When she was twenty-seven years old, Lune learned what cold was. Fingers numb, shivering, lips blue. She wouldn't know what warmth was again until days and days later, when Sciel was released from the infirmary and learning how to cover with a smile so people wouldn't ask questions. Lune swore she never wanted to feel cold like that again.

But then.

But then. She noticed it before Sciel even stepped through the strange fissure in the canvas. Something was wrong, something was so so wrong. Her mind filed through every book, every journal, every eventuality and could only compare it to just before Maelle had brought them back. After they'd gommaged. And oh, oh maybe that was it.

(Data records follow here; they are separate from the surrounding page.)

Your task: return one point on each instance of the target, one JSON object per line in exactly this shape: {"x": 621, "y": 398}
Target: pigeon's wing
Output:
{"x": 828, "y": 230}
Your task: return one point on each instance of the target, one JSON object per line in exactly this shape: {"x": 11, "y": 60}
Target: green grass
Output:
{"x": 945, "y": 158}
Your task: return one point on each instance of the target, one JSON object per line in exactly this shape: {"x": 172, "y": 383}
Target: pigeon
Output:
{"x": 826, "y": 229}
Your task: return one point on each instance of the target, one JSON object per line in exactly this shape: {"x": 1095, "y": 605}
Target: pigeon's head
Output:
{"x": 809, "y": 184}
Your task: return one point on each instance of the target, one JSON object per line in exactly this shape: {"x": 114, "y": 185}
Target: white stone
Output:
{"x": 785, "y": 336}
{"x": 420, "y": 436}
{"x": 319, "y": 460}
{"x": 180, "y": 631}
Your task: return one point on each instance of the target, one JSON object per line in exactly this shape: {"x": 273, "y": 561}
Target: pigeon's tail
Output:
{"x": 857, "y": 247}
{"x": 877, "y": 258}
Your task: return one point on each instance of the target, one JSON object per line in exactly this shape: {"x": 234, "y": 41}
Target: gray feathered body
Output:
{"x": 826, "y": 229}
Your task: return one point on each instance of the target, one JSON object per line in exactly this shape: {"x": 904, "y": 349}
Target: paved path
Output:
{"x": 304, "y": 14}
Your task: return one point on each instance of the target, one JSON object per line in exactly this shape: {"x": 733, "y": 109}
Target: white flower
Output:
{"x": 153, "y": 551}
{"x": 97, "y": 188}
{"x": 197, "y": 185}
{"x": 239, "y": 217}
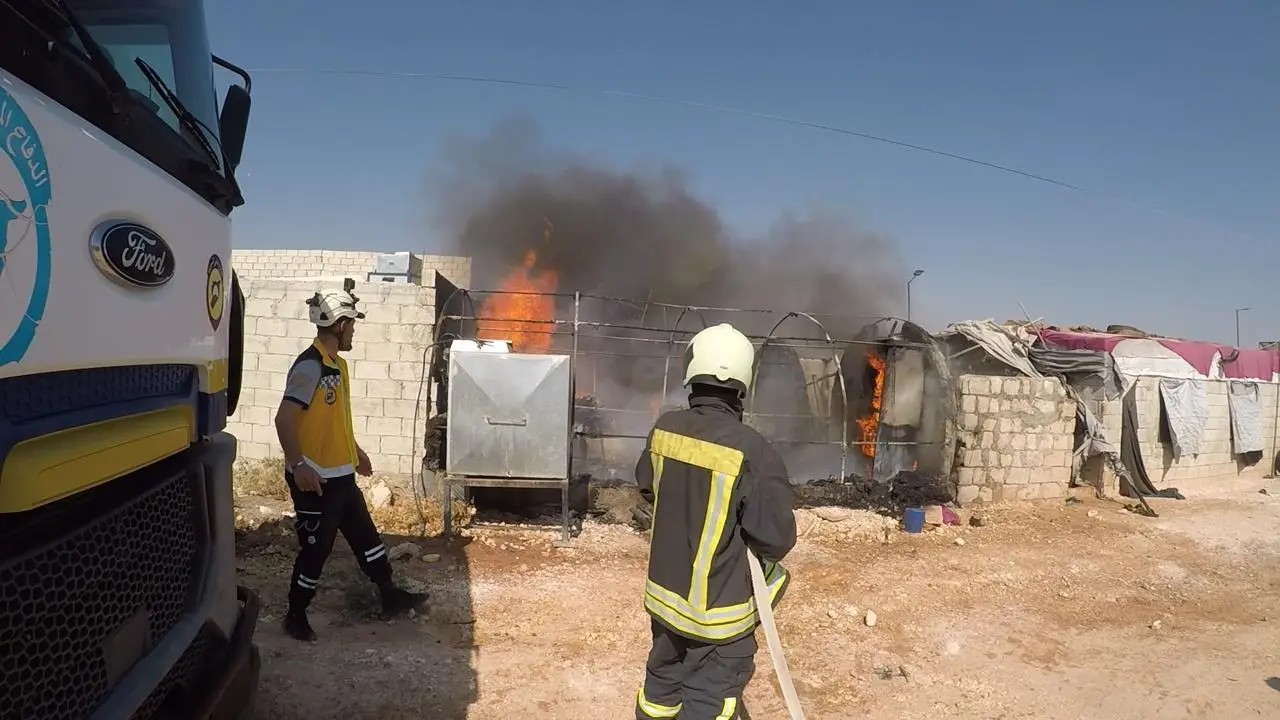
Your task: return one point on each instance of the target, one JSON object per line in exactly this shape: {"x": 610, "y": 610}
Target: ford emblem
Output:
{"x": 131, "y": 254}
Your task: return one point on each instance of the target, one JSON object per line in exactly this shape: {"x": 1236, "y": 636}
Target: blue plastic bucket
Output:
{"x": 913, "y": 520}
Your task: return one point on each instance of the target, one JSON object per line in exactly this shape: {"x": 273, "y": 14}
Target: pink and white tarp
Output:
{"x": 1171, "y": 358}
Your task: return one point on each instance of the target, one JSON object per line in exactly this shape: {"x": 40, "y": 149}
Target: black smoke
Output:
{"x": 645, "y": 236}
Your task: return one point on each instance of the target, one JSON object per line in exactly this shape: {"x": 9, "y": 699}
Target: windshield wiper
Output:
{"x": 190, "y": 122}
{"x": 97, "y": 58}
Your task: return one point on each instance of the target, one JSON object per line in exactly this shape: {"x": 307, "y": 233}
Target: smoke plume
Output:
{"x": 644, "y": 235}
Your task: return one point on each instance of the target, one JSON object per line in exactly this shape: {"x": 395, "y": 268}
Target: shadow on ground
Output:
{"x": 364, "y": 666}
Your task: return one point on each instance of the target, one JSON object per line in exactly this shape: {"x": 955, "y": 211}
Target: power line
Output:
{"x": 641, "y": 96}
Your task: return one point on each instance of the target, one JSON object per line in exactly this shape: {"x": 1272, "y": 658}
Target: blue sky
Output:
{"x": 1165, "y": 112}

The cold settled first into her fingertips, then began spreading up her arm. Lune followed her golden thread through the fissure without hesitation then, and found Sciel's eyes almost immediately. Maelle was gone, Verso stood with apologetic eyes, and it was over.

Everything was over.

She was eight years old, telling her father they had failed. She was twenty years old, crying to the stars with the woman she'd loved since before she knew what love was. She was twenty-seven years old, pulling at a thread like a lifeline, but it was hopeless, wasn't it?

She was thirty-two years old, and it was the end.

Sciel offered the ghost of a smile. She'd always been so good at that. Finding a smile, finding that smallest bit of gentle, soft, hopeful even when she'd decided there was nothing left for which to hold out hope. She tipped her head, and Lune ached as the flower petals began to peel away. It started with her eyes, her mouth, down her shoulders and arms.

Lune sat on the dark ground as the thread began to unravel. The numbness had reached her chest, then. She gathered what was left of the golden string in her hands, pulled it into a loose pile in her lap.

She could've been eight years old, chasing Sciel around the playground. She could've asked for her name. She could've been twenty-years old, and they could've climbed that tower together.

They could've kissed long before it was something desperate, and too late too late too late.

Lune balled the thread against her chest, and watched as it unraveled, unraveled, unraveled. Until her own hand turned to flower petals.

She let out a breath, and closed her eyes.

Aha. There they go. The ties that bind.